2010/10/6 Robin Gareus <robin(a)gareus.org>rg>:
On 10/06/10 13:57, Andrew C wrote:
Actually, I could've sworn that the SID had 3
voices with independent
oscillators and a 4th sort of 'audio' channel due to some sort of
memory glitch or such? I'm not sure of the specifics.
Andrew.
The trick was/is to output noise through one of the voices and use the
master-output gain to 'fake' PCM. I guess that's how "Cubase64"
works.
From the white paper:
"The Commodore 64 has a sound chip that wasn't designed for
playing samples. Since there's not much available memory,
they did not intend the SID chip to play samples - 64kB with
8kHz sample rate will give you a some 8 seconds of sound to
play. There was no need for sample playback.
So, we have to fool the SID chip to play samples, even
though it only has the means of playing either a continuous
triangle waveform, sawtooth waveform, pulse-width waveform
or noise waveform.
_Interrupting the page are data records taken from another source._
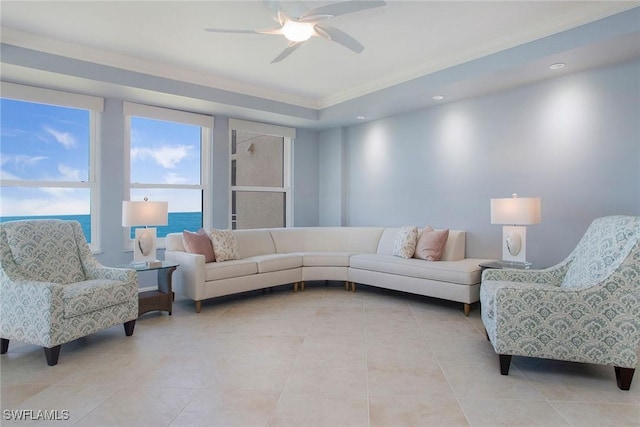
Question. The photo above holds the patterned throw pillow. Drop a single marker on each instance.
(225, 245)
(198, 243)
(404, 244)
(431, 244)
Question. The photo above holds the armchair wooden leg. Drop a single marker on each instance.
(505, 363)
(624, 377)
(52, 354)
(129, 326)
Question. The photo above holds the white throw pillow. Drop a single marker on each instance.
(404, 244)
(225, 245)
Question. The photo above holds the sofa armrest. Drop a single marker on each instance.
(552, 275)
(31, 311)
(189, 277)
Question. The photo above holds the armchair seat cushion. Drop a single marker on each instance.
(91, 295)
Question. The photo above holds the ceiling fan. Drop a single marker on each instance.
(306, 23)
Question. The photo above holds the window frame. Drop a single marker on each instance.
(206, 124)
(288, 135)
(95, 106)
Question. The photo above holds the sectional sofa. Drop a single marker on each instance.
(271, 257)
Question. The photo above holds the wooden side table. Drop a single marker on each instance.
(160, 299)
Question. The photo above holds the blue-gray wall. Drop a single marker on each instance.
(574, 141)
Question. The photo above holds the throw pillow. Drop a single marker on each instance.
(404, 244)
(198, 243)
(225, 245)
(431, 244)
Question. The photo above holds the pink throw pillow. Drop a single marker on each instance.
(431, 244)
(198, 243)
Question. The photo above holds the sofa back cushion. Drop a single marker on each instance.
(454, 249)
(45, 250)
(254, 242)
(326, 239)
(604, 246)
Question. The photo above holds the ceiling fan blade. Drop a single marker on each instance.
(337, 9)
(288, 51)
(223, 30)
(338, 36)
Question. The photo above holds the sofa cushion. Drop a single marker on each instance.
(254, 242)
(276, 262)
(454, 249)
(465, 272)
(326, 259)
(404, 244)
(198, 243)
(91, 295)
(228, 269)
(326, 239)
(225, 246)
(430, 246)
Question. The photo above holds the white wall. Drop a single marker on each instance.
(574, 141)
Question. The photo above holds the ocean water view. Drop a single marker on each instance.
(178, 222)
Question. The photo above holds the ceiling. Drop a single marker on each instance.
(434, 47)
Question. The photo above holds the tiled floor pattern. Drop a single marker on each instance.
(322, 357)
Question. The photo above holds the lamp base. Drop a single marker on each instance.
(144, 245)
(514, 244)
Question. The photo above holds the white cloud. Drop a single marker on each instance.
(174, 178)
(22, 160)
(64, 138)
(166, 156)
(68, 173)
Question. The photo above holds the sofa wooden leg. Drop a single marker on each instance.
(129, 327)
(505, 363)
(52, 355)
(624, 377)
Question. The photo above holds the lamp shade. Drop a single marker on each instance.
(144, 213)
(516, 211)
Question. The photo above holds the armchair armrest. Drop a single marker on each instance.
(31, 311)
(189, 280)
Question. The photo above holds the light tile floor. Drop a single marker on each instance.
(322, 357)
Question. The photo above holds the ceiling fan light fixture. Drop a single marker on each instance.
(297, 31)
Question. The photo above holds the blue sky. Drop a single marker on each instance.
(50, 143)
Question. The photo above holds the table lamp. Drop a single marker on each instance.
(146, 213)
(515, 213)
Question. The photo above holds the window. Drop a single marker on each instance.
(49, 146)
(260, 175)
(168, 153)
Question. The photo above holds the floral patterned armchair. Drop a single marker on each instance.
(585, 309)
(53, 290)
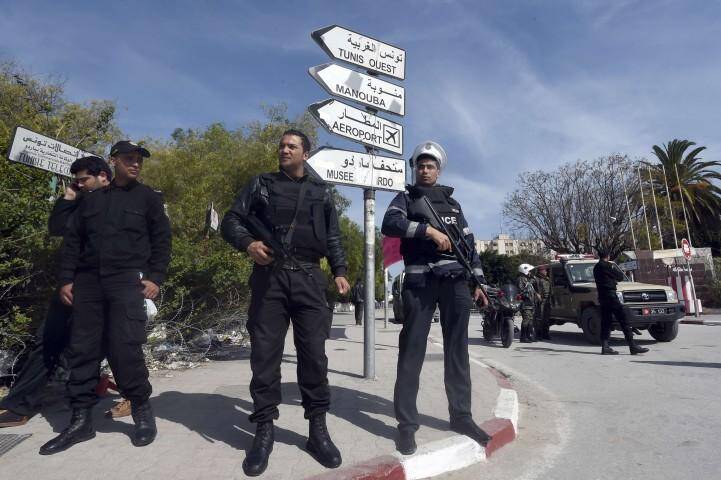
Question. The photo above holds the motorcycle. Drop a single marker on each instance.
(499, 315)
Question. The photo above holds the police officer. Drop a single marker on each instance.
(528, 295)
(115, 254)
(607, 275)
(433, 277)
(22, 402)
(542, 285)
(294, 212)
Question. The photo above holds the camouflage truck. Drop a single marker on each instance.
(574, 299)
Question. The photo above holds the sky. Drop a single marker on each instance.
(504, 86)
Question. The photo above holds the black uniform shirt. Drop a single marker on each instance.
(118, 229)
(62, 210)
(607, 275)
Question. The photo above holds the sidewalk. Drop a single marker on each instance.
(703, 319)
(203, 426)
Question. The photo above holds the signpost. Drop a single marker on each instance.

This is done by using the triangle
waveform, resetting the oscillator with an undocumented testbit
originally implemented for factory testing, setting the
accumulator frequency to change the increment speed of the
accumulator, and then after an exact number of clock cycles
enable the triangle waveform output just briefly, practically
emulating a sample-and-hold filter that will keep the analog
output fixed at a certain voltage."
Reminds me of the Amstrad CPC version of Codemasters "Super Robin
Hood" (an 8bit platform game whose aim was to rescue Maid Marrion from
Nottingham Castle) in which the sampled voice of Maid Marion could be
heard to say "Shave me Robin Hood!" Incidently, I used to love the
music to Codemaster's "Grand Prix Simulator".